I’ve always thought that the historyless-ness of LA is not true. I like mining that, I think there’s endless material here. People always ask me ‘when you gonna set a book somewhere else?’ and I think ‘the answer’s never,’ I can’t. I’ll set scenes in Mexico and Arizona, but California’s my beat. I feel very vested here.
We’ve talked about this before. I mean, I was born here. I’ll probably die here and be buried here. I’ve raised family here. I’ve been married twice here. I’ve buried loved ones here and raised kids and all that. I feel a part of, and I feel like I understand California, at least from my point of view, as well as anyone else does. And I feel qualified to write about it. I don’t feel like I’m having to invent the characters and the psyches and the events and the things around me in my books. I feel like they’re there to be observed. And I’ve felt for a long time, several of my books are literally born of the city where I happened to be living at the time: A Thousand Steps was born of my time in Laguna.

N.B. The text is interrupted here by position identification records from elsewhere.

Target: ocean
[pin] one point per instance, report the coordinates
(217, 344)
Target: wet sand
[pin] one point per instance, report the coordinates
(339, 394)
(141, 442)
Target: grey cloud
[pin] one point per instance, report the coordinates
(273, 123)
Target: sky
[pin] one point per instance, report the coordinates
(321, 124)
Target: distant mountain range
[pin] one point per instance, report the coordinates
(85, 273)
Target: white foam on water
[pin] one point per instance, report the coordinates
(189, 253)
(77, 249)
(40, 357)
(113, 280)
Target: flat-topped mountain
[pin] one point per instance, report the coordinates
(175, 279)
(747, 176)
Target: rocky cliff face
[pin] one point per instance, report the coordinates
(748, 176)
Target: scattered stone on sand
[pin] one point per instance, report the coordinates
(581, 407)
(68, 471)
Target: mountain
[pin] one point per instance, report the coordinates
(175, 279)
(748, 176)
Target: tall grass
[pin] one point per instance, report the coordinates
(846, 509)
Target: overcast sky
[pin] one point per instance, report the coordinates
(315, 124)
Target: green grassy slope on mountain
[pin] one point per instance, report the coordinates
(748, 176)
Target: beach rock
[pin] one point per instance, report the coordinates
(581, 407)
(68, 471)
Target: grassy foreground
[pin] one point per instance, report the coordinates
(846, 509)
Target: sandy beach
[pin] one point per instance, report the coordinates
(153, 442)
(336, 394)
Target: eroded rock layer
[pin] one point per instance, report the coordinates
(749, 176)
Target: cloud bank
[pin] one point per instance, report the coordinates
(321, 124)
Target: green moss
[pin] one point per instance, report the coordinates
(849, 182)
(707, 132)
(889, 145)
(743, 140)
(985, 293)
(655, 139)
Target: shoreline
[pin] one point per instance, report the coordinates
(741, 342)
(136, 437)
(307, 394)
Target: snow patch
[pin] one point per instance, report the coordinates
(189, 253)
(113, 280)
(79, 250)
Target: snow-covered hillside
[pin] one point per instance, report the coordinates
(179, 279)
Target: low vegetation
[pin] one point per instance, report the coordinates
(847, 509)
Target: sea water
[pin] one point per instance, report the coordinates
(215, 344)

I wrote a book called Full Measure, which was a coming-home-from-the-war story about the Marines coming back from Afghanistan set here in Fallbrook, because Fallbrook is right next door to Camp Pendleton. I had to write about those times and those people and those things, because that’s what I’m surrounded with. It’s funny, you know, being a writer, you wake up in the morning and you go out and you do your thing, and then you go downtown and run your errands and stuff. And you realize that if you choose to be writing about your place, you’re literally surrounded by material on every block, on the way into Fallbrook to pick up my groceries offers a possible story. It’s right there, Laguna’s the same way. I mean, look at A Thousand Steps. I mean, there’s a thousand little stories in that, but that all were born of that place. And so anyway, I love inhabiting where I am and some kind of loose, maybe kind of romantic way, I think all of my novels have been a form of a love letter to whatever town they take place in. Certainly A Thousand Steps was for Laguna Beach.